Em ano eleitoral, Alckmin reduz pela metade corte no orçamento

Para 2012, ano de eleições municipais, o governador de São Paulo, Geraldo Alckmin (PSDB), decidiu não incluir os recursos destinados a investimentos no contingenciamento de valores previstos no Orçamento do Estado de São Paulo, de R$ 156,6 bilhões. Em decreto, publicado ontem no Diário Oficial do Estado de São Paulo, o Palácio dos Bandeirantes estipulou um congelamento total de R$ 784,7 milhões, valor inferior ao R$ 1,5 bilhão previsto no final do ano passado.

GUSTAVO URIBE , AGÊNCIA ESTADO, BRUNO BOGHOSSIAN , ESTADAO.COM.BR, O Estado de S.Paulo

12 de janeiro de 2012 | 03h08

Segundo Alckmin, o equilíbrio das contas do governo permitiu que o congelamento de gastos do orçamento fosse menor que o esperado. "São Paulo vem fazendo um ajuste fiscal desde a época do (ex-governador) Mário Covas e hoje é um dos Estados com o menor endividamento", avaliou.

O governador, que planejava inicialmente contingenciar em torno de R$ 700 milhões de recursos destinados a investimentos, decidiu mantê-los a salvo de um congelamento. Em 2011, do total de R$ 1,5 bilhão contingenciado, R$ 1,259 bilhão era relativo a recursos destinados a investimentos.

A decisão de evitar cortes nos investimentos foi apresentada pelo governador como uma resposta à crise mundial. Segundo Alckmin, o Estado pretende acelerar os gastos com obras públicas para aquecer a economia paulista, gerar empregos e reduzir obstáculos logísticos no Estado. "O Estado recuperou sua capacidade financeira. Para enfrentar a crise, (teremos) zero contingenciamento em investimento", afirmou o governador.

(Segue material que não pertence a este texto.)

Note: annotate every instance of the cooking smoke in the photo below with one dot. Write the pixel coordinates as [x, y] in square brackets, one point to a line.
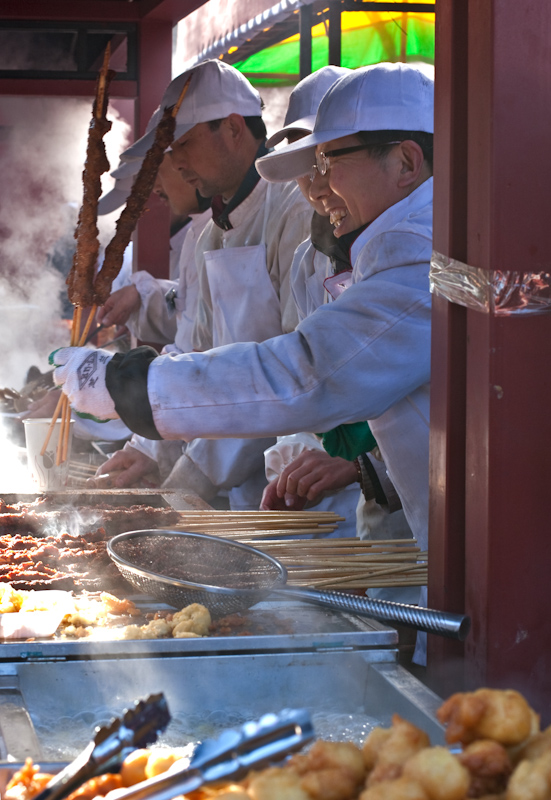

Nas últimas semanas, a instabilidade no cenário econômico internacional havia sido citada como um dos motivos para fazer o movimento contrário: congelar parte do orçamento.

O governador reafirmou que sua equipe foi orientada a evitar a redução dos investimentos e que deveria poupar as áreas de educação, saúde e segurança dos cortes. "Nas demais áreas, vamos procurar fazer um esforço de eficiência no gasto público", disse.

Os principais alvos do contingenciamento, por sua vez, foram as secretarias de Direitos da Pessoa com Deficiência (corte de R$ 8,2 milhões), da Habitação (R$ 38 milhões), do Emprego e Relações do Trabalho (R$ 27,6 milhões), da Casa Civil (R$ 43 milhões) e da Agricultura (R$ 33 milhões) e a CPTM (R$ 32 milhões).

Ajustes no orçamento. O secretário estadual de Planejamento e Desenvolvimento Regional, Julio Semeghini, explicou que a liberação dos recursos contingenciados neste ano será norteada pelo andamento da receita estadual e pelo resultado de um projeto de cortes em custeio determinado pelo governador ainda no final do ano passado.

Segundo ele, além do ajuste fiscal, o governo estadual quer deixar de gastar em torno de R$ 900 milhões com gastos, sobretudo, em água, energia, telefonia, combustível, entre outros.

Semeghini afirmou ainda que o governo não espera fazer novos contingenciamentos de recursos previstos no Orçamento do Estado deste ano, mas não descarta a hipótese de haver novos ajustes fiscais caso os reflexos da crise financeira internacional se intensifiquem na economia brasileira.

"O governo estadual não espera que isso aconteça, mas há a possibilidade de novos anúncios se houver agravamento do cenário econômico", afirmou o secretário.